The CSF2 has been replaced by the CSF3 - please use that system! This documentation may be out of date. Please read the CSF3 documentation instead.
To display this old CSF2 page click here.

PyPcaZip

Overview

PyPcaZip is a package using principle component analysis to compress trajectory data. It is a re-implementation by the ExTASY project www.extasy-project.org of the PCAZIP toolkit developed and distributed by the Laughton Group at the University of Nottingham, UK, and the Orozco group at the University of Barcelona, Spain.

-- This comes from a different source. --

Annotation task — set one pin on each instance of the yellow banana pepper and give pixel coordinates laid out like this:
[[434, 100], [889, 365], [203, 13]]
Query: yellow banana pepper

Version 1.5.1 is installed on the CSF.

Restrictions on use

There are no restrictions on accessing this software on the CSF.

Set up procedure

To access the software you must first load the modulefile:

module load apps/binapps/pypcazip/1.5.1

This will automatically load the Anaconda Python (v2.3.0) modulefile which provides Python 2.7.10.

Running the application

Please do not run PyPcaZip on the login node. Jobs should be submitted to the compute nodes via batch. The following executables are available:

pyPcaunzip  pyPcazip    pyPczclust  pyPczcomp   pyPczdump   pyPczplot

You may run the executable on the login node with the --help flag added to see a summary for command-line flags.

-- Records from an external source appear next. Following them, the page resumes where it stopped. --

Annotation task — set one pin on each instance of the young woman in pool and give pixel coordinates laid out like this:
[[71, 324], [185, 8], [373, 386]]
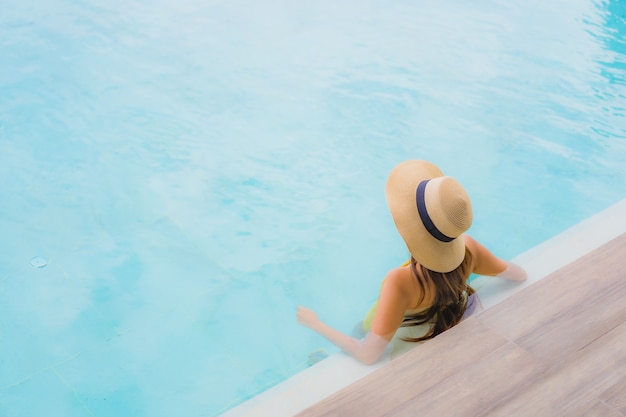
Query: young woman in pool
[[431, 212]]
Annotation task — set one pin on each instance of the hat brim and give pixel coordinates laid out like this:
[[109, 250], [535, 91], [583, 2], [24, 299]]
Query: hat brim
[[400, 193]]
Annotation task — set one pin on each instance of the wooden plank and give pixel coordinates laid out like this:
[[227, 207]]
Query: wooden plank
[[577, 380], [584, 281], [578, 327], [616, 396], [412, 373], [594, 408], [475, 389]]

Only the pyPcazip utility may be run in parallel using MPI parallelism – see below.

Serial batch job submission

Make sure you have the modulefile loaded then create a batch submission script, for example:

#!/bin/bash
#$ -S /bin/bash
#$ -cwd             # Job will run from the current directory
#$ -V               # Job will inherit current environment settings

## This is a serial jobscript (1 core) so turn off MPI parallelism with --nompi
pyPcazip --nompi -i INPUT -a ALBUM -t TOPOLOGY -o OUTPUT

## Other tools are serial-only no 
pyPcaunzip -t TOPOLOGY -c COMPRESSED -o OUTPUT

Submit the jobscript using:

qsub scriptname

where scriptname is the name of your jobscript.

Parallel batch job submission

Only the pyPcazip utility may be run in parallel.